USA und EU blockieren Klimaverhandlungen

(openPR) - Die Klimaverhandlungen in Bonn stecken fest. Die US-Delegation will sich nach Beobachtung von Greenpeace bislang nicht zu einer nennenswerten Verringerung ihres Kohlendioxid-Ausstoßes verpflichten. Die EU dagegen macht keine ausreichenden finanziellen Zusagen für internationale Klimaschutzprojekte.

"Die Bonner Klimaverhandlungen gehen gerade den Bach runter. Die Ziele werden auf den kleinsten gemeinsamen Nenner ausgerichtet", so Klimaexperte Karsten Smid von Greenpeace. Die Umweltorganisation hatte anlässlich des Besuchs von US-Präsident Barack Obama in Deutschland Bundeskanzlerin Angela Merkel aufgefordert, die Klimaverhandlungen in Bonn zum Topthema ihrer Gespräche zu machen. Die USA rechnen nach Ansicht von Greenpeace derzeit ihre Reduktionsziele schön und behaupten, ihre geplante Verringerung der Treibhausgase sei ähnlich ambitioniert wie die Ziele der Europäer.
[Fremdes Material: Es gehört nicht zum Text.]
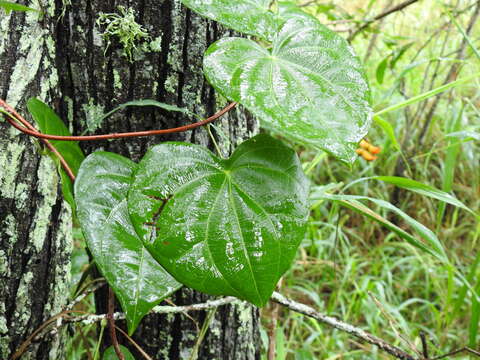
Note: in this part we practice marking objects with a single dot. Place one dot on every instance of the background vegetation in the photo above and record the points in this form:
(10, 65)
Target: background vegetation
(351, 267)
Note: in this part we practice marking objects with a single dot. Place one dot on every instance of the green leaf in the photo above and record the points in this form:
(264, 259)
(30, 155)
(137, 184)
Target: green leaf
(9, 6)
(309, 86)
(422, 189)
(50, 123)
(465, 135)
(428, 94)
(145, 102)
(110, 353)
(137, 279)
(251, 17)
(223, 227)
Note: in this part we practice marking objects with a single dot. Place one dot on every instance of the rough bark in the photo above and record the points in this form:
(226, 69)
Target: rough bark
(82, 80)
(35, 240)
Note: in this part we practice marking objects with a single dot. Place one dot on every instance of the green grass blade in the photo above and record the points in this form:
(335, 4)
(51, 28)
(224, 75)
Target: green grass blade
(427, 94)
(465, 35)
(450, 164)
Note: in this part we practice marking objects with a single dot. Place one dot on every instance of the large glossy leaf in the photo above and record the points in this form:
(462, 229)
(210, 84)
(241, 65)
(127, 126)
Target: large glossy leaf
(94, 123)
(251, 17)
(110, 353)
(228, 227)
(430, 244)
(9, 6)
(309, 86)
(136, 278)
(50, 123)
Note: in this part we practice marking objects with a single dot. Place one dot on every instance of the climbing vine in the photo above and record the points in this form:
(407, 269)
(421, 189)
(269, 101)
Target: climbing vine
(183, 215)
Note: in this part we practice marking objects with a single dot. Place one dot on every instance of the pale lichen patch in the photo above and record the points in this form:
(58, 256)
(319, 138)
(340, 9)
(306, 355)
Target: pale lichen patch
(9, 159)
(47, 189)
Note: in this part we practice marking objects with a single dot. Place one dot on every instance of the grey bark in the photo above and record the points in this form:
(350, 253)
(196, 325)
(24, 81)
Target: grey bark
(84, 81)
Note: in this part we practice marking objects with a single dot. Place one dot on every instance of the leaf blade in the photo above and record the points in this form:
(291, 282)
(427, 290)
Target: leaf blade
(310, 86)
(251, 17)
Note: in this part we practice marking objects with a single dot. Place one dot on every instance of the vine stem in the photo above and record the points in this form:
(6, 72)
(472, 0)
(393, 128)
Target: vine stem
(29, 129)
(12, 114)
(111, 324)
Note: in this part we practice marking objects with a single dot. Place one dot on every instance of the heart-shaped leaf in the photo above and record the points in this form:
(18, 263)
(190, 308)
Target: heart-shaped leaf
(137, 279)
(251, 17)
(223, 227)
(110, 353)
(309, 86)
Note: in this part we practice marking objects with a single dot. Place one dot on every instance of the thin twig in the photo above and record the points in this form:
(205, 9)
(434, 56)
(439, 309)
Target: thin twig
(386, 13)
(39, 135)
(423, 337)
(138, 347)
(30, 127)
(393, 323)
(342, 326)
(111, 324)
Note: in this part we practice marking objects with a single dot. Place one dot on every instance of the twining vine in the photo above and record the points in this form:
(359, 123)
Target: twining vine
(222, 226)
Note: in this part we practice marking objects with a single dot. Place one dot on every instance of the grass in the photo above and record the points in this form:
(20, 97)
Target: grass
(356, 269)
(360, 271)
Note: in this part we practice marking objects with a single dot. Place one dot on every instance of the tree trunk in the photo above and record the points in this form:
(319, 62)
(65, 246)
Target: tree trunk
(35, 223)
(82, 77)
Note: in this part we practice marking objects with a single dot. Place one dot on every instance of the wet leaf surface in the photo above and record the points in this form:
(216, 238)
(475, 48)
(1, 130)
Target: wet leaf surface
(247, 16)
(309, 86)
(138, 281)
(223, 227)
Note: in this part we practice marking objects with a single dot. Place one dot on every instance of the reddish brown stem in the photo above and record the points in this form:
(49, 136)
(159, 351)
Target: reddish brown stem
(111, 324)
(47, 143)
(29, 129)
(37, 134)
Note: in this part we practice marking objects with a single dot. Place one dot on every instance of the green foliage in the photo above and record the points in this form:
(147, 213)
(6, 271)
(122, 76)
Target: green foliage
(9, 6)
(110, 353)
(138, 280)
(50, 123)
(308, 86)
(224, 227)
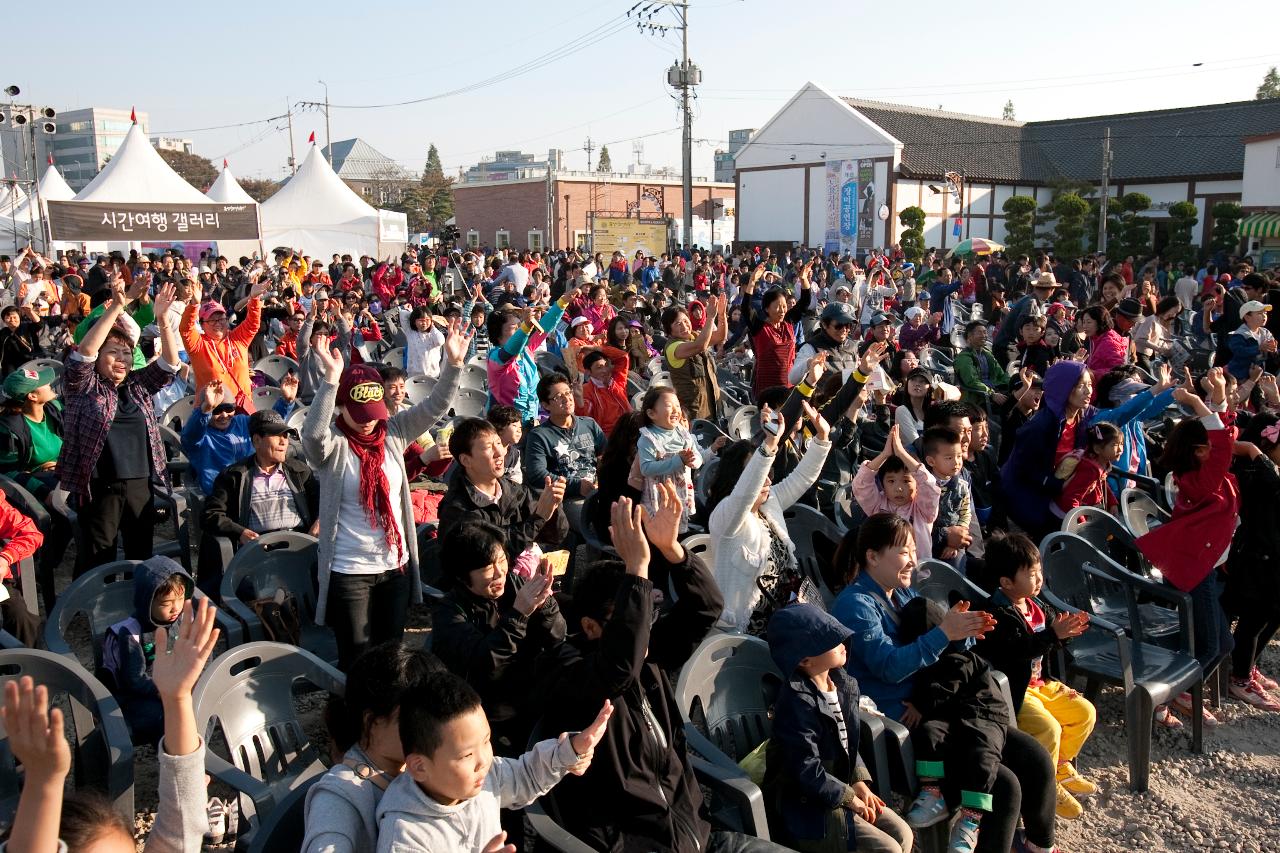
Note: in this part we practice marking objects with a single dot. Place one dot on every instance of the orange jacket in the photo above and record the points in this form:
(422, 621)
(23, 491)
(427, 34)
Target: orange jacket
(225, 360)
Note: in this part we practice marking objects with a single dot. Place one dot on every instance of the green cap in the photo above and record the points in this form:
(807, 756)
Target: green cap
(23, 381)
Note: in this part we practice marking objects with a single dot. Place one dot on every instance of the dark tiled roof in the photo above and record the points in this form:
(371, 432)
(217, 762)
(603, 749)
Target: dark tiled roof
(357, 160)
(1161, 144)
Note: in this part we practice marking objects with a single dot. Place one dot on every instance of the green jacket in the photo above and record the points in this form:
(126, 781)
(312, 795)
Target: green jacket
(969, 375)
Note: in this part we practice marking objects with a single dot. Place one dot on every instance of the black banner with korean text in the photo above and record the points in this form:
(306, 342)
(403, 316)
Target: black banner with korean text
(83, 220)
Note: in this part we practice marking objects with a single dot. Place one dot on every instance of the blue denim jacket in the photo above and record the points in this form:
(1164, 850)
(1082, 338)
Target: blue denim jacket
(883, 669)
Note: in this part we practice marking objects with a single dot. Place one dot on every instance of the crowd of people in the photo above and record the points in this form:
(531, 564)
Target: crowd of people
(952, 409)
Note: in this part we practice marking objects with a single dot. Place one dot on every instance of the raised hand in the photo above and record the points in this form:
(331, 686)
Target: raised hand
(35, 731)
(165, 297)
(289, 387)
(177, 671)
(626, 529)
(821, 428)
(457, 338)
(876, 352)
(330, 363)
(585, 740)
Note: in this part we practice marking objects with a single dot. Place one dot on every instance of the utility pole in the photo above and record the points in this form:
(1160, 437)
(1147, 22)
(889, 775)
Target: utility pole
(682, 76)
(293, 160)
(1106, 181)
(328, 137)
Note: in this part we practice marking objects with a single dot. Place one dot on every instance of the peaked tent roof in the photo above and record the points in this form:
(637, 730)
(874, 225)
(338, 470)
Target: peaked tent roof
(316, 213)
(137, 173)
(1191, 141)
(227, 190)
(357, 160)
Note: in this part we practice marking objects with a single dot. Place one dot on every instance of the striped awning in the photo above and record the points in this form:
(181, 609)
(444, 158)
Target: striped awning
(1260, 226)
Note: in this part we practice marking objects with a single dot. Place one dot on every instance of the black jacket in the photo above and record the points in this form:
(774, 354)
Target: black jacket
(494, 647)
(513, 512)
(16, 437)
(640, 793)
(1011, 647)
(228, 503)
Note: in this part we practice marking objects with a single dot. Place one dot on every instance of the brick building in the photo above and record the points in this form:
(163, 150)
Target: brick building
(538, 213)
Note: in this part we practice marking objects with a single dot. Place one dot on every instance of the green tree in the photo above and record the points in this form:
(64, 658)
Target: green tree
(259, 188)
(1226, 220)
(1069, 211)
(1270, 86)
(1182, 219)
(912, 240)
(193, 168)
(1019, 224)
(435, 191)
(1132, 232)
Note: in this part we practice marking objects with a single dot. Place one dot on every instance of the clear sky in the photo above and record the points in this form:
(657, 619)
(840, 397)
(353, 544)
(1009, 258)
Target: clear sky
(563, 69)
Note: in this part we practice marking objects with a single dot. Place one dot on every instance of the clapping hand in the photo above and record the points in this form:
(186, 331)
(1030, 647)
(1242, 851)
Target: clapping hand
(584, 742)
(535, 591)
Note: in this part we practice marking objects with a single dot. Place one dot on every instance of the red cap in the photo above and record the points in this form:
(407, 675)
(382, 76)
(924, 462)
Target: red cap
(361, 393)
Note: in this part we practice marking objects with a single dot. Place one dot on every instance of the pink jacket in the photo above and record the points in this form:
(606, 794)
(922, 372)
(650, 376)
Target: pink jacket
(920, 512)
(1107, 350)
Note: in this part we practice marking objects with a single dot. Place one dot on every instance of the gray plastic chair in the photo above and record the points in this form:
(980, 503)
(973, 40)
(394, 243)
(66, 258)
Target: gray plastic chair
(275, 366)
(247, 696)
(816, 538)
(26, 502)
(1150, 674)
(104, 596)
(101, 749)
(282, 560)
(744, 423)
(467, 402)
(1114, 541)
(1141, 512)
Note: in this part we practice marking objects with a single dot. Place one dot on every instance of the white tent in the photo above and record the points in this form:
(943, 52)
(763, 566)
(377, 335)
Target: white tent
(26, 219)
(137, 173)
(228, 191)
(319, 214)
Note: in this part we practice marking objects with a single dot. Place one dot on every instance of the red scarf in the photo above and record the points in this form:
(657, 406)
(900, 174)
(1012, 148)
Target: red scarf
(374, 489)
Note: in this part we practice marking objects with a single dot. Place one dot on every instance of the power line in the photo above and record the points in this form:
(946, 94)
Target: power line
(604, 31)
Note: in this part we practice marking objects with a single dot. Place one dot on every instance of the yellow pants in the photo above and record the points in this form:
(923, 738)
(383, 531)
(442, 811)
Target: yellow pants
(1059, 717)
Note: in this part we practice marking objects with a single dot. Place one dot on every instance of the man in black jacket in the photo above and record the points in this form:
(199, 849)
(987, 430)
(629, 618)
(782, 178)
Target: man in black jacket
(479, 492)
(266, 492)
(640, 793)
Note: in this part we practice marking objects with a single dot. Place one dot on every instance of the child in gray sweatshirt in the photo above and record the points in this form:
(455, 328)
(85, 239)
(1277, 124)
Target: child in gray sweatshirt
(452, 788)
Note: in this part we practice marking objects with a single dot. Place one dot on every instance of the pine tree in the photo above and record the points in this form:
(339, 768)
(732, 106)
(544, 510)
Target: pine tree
(437, 191)
(1270, 86)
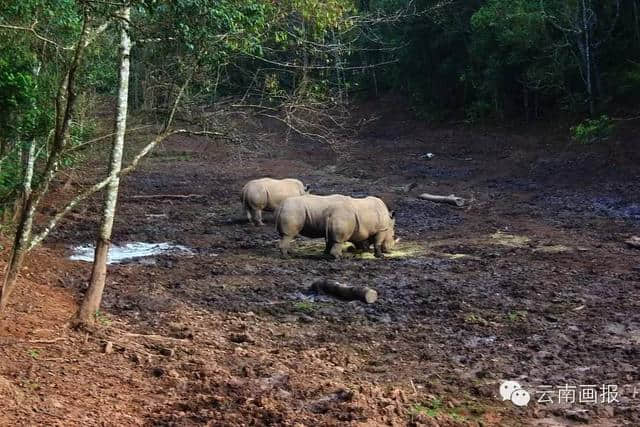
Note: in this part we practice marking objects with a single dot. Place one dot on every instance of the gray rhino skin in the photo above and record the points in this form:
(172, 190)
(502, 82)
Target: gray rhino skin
(363, 222)
(338, 219)
(266, 194)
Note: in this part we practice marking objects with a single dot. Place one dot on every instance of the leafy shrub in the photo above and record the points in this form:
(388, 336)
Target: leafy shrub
(593, 130)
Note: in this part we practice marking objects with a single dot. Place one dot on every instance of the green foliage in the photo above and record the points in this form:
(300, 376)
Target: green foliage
(593, 130)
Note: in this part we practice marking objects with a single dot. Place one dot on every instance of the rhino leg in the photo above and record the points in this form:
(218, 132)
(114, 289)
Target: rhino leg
(285, 243)
(336, 250)
(256, 215)
(377, 245)
(362, 245)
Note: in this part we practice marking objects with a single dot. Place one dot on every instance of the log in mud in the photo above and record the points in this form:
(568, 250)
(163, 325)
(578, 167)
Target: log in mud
(346, 292)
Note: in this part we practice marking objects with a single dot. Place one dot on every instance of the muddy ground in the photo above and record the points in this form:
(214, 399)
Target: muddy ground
(530, 282)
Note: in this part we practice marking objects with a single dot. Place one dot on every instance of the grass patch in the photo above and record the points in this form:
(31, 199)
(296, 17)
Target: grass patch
(460, 413)
(475, 319)
(510, 240)
(315, 248)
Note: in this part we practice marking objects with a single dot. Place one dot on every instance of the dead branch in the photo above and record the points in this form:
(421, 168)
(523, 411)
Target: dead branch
(156, 337)
(450, 199)
(346, 292)
(166, 196)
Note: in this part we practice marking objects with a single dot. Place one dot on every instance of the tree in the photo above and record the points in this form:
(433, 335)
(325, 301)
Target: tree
(93, 296)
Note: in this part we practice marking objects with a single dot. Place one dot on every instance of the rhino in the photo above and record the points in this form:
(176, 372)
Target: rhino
(338, 219)
(266, 194)
(363, 222)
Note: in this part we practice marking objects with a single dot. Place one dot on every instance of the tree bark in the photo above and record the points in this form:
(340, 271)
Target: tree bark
(346, 292)
(92, 299)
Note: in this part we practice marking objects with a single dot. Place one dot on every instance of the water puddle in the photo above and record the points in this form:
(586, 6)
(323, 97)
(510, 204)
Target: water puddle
(118, 254)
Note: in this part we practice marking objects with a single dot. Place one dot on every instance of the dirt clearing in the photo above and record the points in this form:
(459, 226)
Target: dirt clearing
(530, 282)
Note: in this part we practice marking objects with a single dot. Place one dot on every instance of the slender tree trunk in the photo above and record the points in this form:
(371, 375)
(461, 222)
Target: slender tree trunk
(586, 33)
(23, 232)
(93, 297)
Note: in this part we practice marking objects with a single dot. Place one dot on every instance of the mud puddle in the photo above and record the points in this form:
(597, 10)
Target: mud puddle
(129, 251)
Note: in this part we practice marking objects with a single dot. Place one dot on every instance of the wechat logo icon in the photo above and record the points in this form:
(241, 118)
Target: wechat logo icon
(513, 391)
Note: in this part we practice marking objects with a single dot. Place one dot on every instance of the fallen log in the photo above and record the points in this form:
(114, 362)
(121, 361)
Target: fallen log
(166, 196)
(340, 290)
(450, 199)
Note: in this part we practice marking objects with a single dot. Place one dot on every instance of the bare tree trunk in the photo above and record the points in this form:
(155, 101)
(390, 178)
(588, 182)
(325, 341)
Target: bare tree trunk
(93, 297)
(586, 33)
(23, 231)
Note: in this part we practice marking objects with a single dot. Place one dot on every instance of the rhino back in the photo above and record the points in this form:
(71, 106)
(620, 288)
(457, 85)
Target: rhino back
(305, 215)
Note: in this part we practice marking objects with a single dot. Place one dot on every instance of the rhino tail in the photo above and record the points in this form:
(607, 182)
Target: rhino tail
(245, 208)
(277, 225)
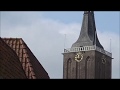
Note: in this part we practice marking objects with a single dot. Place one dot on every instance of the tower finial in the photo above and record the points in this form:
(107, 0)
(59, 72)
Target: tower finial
(88, 35)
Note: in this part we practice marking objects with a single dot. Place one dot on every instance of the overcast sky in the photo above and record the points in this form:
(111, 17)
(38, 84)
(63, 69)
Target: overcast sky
(44, 33)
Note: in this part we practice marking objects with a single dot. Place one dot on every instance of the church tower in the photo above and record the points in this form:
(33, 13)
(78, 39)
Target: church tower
(87, 59)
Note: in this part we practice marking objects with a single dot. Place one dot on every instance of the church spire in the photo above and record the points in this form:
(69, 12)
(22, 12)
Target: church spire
(88, 35)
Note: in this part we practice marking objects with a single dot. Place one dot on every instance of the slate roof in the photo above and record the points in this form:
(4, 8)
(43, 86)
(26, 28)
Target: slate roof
(88, 32)
(10, 66)
(32, 67)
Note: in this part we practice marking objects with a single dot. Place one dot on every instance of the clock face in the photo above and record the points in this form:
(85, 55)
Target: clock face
(103, 59)
(78, 56)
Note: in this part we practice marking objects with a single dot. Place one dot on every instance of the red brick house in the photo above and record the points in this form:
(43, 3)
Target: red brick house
(30, 66)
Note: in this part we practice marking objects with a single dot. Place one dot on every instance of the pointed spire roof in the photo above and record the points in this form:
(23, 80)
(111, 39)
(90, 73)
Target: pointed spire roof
(88, 34)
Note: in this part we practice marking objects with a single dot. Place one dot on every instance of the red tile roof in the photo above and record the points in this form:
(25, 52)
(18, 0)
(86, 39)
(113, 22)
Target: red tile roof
(10, 66)
(32, 67)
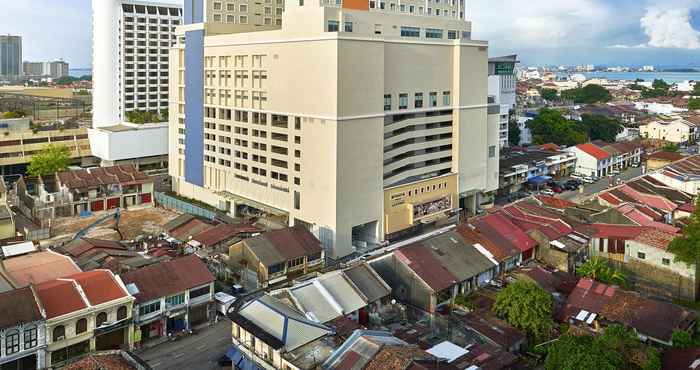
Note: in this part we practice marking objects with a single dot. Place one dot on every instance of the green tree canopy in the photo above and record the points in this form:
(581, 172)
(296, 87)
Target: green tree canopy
(588, 94)
(549, 94)
(551, 127)
(600, 127)
(527, 307)
(597, 268)
(617, 348)
(513, 133)
(50, 160)
(686, 247)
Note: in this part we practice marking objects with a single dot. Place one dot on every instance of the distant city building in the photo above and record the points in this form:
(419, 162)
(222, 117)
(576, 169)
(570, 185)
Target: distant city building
(10, 57)
(502, 84)
(55, 69)
(321, 124)
(131, 43)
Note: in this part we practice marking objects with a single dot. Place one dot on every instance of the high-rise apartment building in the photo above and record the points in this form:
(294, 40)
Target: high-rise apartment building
(10, 57)
(502, 86)
(362, 120)
(55, 69)
(131, 42)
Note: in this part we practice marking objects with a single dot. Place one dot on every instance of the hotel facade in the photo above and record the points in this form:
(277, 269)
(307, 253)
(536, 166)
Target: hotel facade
(361, 120)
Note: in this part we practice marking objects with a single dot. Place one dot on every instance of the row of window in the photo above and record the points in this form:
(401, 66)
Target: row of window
(417, 100)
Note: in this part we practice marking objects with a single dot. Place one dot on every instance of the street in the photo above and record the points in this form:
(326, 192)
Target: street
(589, 189)
(198, 352)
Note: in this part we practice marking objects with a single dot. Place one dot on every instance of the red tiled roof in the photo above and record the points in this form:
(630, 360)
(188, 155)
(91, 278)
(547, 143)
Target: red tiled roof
(499, 229)
(607, 231)
(221, 233)
(655, 238)
(168, 278)
(60, 297)
(99, 286)
(593, 151)
(424, 264)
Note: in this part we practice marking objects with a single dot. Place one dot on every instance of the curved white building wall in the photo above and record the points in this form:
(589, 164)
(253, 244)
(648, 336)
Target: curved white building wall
(105, 62)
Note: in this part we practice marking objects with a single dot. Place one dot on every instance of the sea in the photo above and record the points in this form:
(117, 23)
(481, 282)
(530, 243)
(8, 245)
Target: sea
(79, 72)
(669, 77)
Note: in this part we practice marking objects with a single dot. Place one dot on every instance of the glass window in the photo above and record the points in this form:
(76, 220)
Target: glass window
(333, 26)
(59, 333)
(419, 100)
(403, 101)
(12, 342)
(175, 300)
(433, 99)
(433, 33)
(30, 337)
(81, 326)
(410, 31)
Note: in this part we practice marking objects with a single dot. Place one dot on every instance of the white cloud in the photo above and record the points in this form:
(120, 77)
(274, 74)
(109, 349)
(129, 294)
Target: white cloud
(670, 28)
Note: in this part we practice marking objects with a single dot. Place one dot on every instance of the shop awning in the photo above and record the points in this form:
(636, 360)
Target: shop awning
(538, 180)
(239, 361)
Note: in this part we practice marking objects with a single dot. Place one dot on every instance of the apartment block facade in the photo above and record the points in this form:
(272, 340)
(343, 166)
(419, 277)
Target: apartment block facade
(360, 120)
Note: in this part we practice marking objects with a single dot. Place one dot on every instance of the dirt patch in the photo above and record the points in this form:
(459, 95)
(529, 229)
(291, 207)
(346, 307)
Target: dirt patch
(133, 222)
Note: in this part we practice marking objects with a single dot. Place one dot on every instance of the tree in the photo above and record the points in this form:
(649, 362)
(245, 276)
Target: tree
(600, 127)
(50, 160)
(681, 339)
(551, 127)
(598, 269)
(549, 94)
(527, 307)
(686, 247)
(513, 133)
(617, 348)
(588, 94)
(694, 103)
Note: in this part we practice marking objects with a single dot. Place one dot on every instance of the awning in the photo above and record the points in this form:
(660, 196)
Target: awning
(538, 180)
(239, 361)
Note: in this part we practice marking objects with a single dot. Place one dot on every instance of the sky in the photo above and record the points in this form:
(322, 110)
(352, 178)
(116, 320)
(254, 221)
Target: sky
(541, 32)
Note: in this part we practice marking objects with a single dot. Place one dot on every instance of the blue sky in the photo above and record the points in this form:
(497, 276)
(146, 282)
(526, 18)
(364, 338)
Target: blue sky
(634, 32)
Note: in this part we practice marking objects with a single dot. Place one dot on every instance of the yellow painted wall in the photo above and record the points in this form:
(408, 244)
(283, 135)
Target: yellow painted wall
(399, 201)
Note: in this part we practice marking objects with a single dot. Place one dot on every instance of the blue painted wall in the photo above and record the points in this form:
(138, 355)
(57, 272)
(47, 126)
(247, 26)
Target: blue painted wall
(194, 107)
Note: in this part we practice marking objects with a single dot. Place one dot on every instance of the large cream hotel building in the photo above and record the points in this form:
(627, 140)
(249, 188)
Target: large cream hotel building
(360, 119)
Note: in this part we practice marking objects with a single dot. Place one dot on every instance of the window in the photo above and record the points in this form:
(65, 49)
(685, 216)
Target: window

Tatsächlich würden die USA mit ihren Plänen den Ausstoß bis zum Jahr 2020 lediglich auf den Stand von 1990 zurückfahren. Die EU will dagegen 30 Prozent weniger Treibhausgase ausstoßen als 1990.

"Die Staatschefs müssen sich eindeutig zur Verantwortung beim Klimaschutz bekennen", fordert Smid. "Deutschland als wichtiges Industrieland in Europa und die USA müssen gemeinsam entschlossen gegen die Bedrohung des Klimawandels vorgehen." Einen wichtigen Weg zum Klimaschutz weist das Greenpeace Energie-Szenario für die USA "Energy Revolution". Es zeigt Alternativen im Stromsektor auf und kommt zu dem Schluss, dass es bezüglich der Windkraft in den USA große Potenziale gibt, die sich günstig erschließen lassen. Smid: "Es mangelt weder an klimafreundlichen Technologien, noch an innovativen Ideen, sondern es fehlt der politische Wille."